33 accusés jugés dans une affaire de corruption liée à l’importation de vêtements de Chine et Turquie

Trente-trois personnes doivent être jugées le 30 septembre dans un dossier d’importation de vêtements et de chaussures en provenance de Chine et de Turquie. L’affaire est importante car elle mêle soupçons de fraude fiscale, faux documents commerciaux et blanchiment d’argent, avec un impact présumé sur les recettes publiques.

Un dossier centré sur une société d’importation de textile

Selon la source, l’enquête vise d’abord un homme d’affaires présenté comme dirigeant de six entreprises actives dans l’habillement importé. Il est détenu à Koléa dans le cadre de la détention provisoire. Le dossier mentionne aussi la SARL Remontada RB, basée à Beni Mered, dans la wilaya de Blida, ainsi qu’une société d’import-export liée à la chaussure. Deux initiales reviennent dans les pièces citées par les enquêteurs, « R. B » et « T. M », sans que la source précise davantage leurs rôles respectifs.

Les prévenus doivent comparaître devant la troisième section du pôle judiciaire. Les poursuites portent sur des faits présentés comme graves par l’accusation : fraude fiscale par manœuvres frauduleuses, faux en écritures commerciales, participation à ces falsifications et blanchiment d’argent.

La sous-facturation au cœur des soupçons

Le mécanisme décrit repose sur la sous-facturation des cargaisons. D’après les éléments rapportés, les factures émises par des fournisseurs chinois et turcs auraient été volontairement abaissées par rapport à la valeur réelle des marchandises. Cette pratique aurait permis de réduire artificiellement les droits et taxes dus à l’État.

La source indique aussi que des autorisations délivrées par l’ancienne agence ALGEX auraient été réutilisées plusieurs fois, alors qu’elles ne concernaient qu’un montant déclaré une seule fois. Les enquêteurs y voient un moyen de contourner le cadre administratif normal.

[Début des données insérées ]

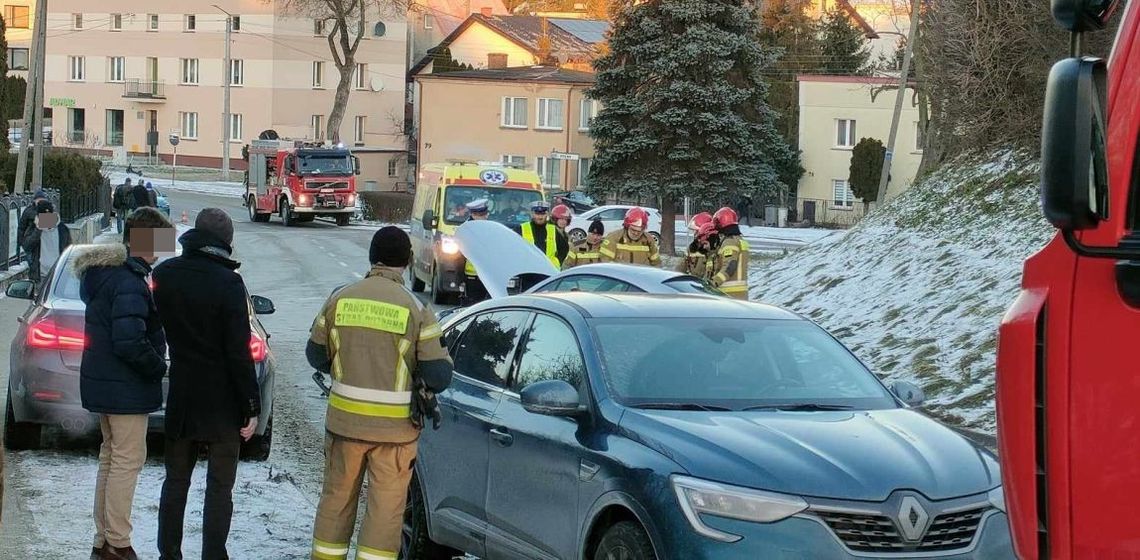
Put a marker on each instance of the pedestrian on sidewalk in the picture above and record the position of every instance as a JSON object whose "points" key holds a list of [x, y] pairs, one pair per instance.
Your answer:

En l’état, ces éléments restent des allégations issues de l’enquête et non des faits définitivement établis par le jugement à venir.

Des circuits portuaires multiples et des vérifications élargies

Les opérations auraient transité par plusieurs ports, notamment Oran, Mostaganem, Djen Djen et Annaba. Cette diversité d’itinéraires aurait compliqué le contrôle des flux. La source évoque également le groupage de marchandises, appelé localement « chouala », ainsi que des facilités présumées accordées par certains agents des douanes lors de la validation des valeurs déclarées.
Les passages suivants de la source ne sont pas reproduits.